Issue 2: Estimation of income at 8% of unexplained bank credits
Legal framework
Where bank credits exceed declared turnover and are unexplained, the assessing authority may estimate income (commonly by applying a reasonable percentage to unexplained receipts). The authority bears the onus to attribute credits to income only after excluding non-income transactions (inter-company transfers, loans, inter-account transfers, statutory adjustments) supported by records.
Precedent Treatment
No contrary precedent was overruled; the Tribunal applied established assessment principles that credited amounts demonstrably traceable to non-revenue sources cannot be included in turnover for estimation. Documentary proof of running accounts, ledgers and bank statements is acceptable to explain credits.

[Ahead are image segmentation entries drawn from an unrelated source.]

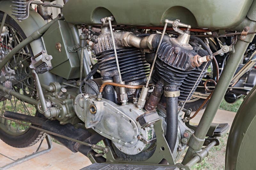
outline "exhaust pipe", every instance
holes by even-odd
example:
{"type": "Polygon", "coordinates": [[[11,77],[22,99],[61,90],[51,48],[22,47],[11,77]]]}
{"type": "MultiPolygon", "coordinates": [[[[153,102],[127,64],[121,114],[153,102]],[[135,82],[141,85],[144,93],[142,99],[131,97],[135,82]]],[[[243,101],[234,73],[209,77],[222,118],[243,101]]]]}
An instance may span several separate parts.
{"type": "MultiPolygon", "coordinates": [[[[9,111],[5,111],[4,116],[6,117],[26,122],[31,123],[33,125],[40,126],[43,131],[43,130],[48,131],[92,145],[96,144],[105,138],[98,133],[92,134],[86,130],[76,128],[70,124],[61,125],[58,120],[51,121],[44,118],[9,111]]],[[[49,134],[73,152],[78,152],[86,156],[89,154],[94,156],[97,153],[90,146],[52,134],[49,134]]],[[[101,156],[94,157],[93,158],[98,163],[106,162],[106,159],[101,156]]]]}

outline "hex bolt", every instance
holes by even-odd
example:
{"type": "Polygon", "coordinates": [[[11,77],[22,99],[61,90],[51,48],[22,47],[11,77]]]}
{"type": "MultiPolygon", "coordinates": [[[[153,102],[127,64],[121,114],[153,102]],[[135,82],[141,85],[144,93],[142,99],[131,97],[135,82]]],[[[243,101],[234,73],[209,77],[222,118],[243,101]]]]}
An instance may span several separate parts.
{"type": "Polygon", "coordinates": [[[49,57],[49,56],[46,56],[45,58],[45,60],[47,61],[49,61],[50,60],[50,57],[49,57]]]}
{"type": "Polygon", "coordinates": [[[60,97],[62,96],[62,95],[67,92],[67,89],[66,88],[63,87],[60,89],[60,91],[58,94],[58,96],[60,97]]]}
{"type": "Polygon", "coordinates": [[[183,136],[186,138],[188,138],[190,136],[190,134],[189,134],[189,133],[185,132],[183,134],[183,136]]]}
{"type": "Polygon", "coordinates": [[[228,51],[228,48],[227,48],[226,47],[224,47],[224,48],[223,48],[223,51],[224,51],[224,52],[226,52],[226,51],[228,51]]]}
{"type": "Polygon", "coordinates": [[[205,142],[204,143],[204,144],[207,146],[207,145],[209,145],[210,143],[211,143],[211,141],[209,140],[206,140],[205,141],[205,142]]]}
{"type": "Polygon", "coordinates": [[[186,144],[188,142],[188,140],[186,138],[182,138],[181,139],[181,142],[184,144],[186,144]]]}

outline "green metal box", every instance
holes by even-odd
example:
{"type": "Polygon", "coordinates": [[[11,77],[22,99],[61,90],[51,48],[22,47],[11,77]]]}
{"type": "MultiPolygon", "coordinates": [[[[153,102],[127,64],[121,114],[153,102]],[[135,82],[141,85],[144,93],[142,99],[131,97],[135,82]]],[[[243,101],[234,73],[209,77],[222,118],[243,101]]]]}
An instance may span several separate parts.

Interpretation and reasoning
The Tribunal examined the bank-credit discrepancy claimed by the AO and accepted documentary explanations that substantial portions of credits were: (a) transfers between the assessee and sister concerns reflected in ledgers (running account totaling Rs. 78.98 lakhs as evidenced by ledger extracts filed before CIT(A)); (b) transfers from Axis Bank to SBI attributable to overdraft/loan facility (Rs. 44.10 lakhs supported by bank statements); and (c) a sales tax component (Rs. 1.76 lakhs) not constituting turnover. These items (total Rs. 1,24,80,084) were found to be non-turnover/non-income and properly evidenced. The remaining unexplained balance of Rs. 18,21,853 was therefore appropriate base for estimation. Applying the AO's adopted rate of 8% to that reduced base yielded estimated income of Rs. 1,45,748, and the balance of AO's addition was deleted.
Ratio vs. Obiter
Ratio: When assessing unexplained bank credits, the revenue must exclude demonstrably non-income entries supported by cogent documentary evidence (running account ledgers, bank statements showing OD transfers, statutory tax components) before estimating income; estimation should apply only to the residual unexplained amount. Obiter: Specific ledger particulars and chart summarising sister-concern transactions are factual findings supporting the ratio.
Conclusions
The Tribunal confirmed estimation at 8% but limited it to the truly unexplained bank credits of Rs. 18,21,853, resulting in a confirmed addition of Rs. 1,45,748 and deletion of Rs. 9,98,407 from the AO/CIT(A) additions.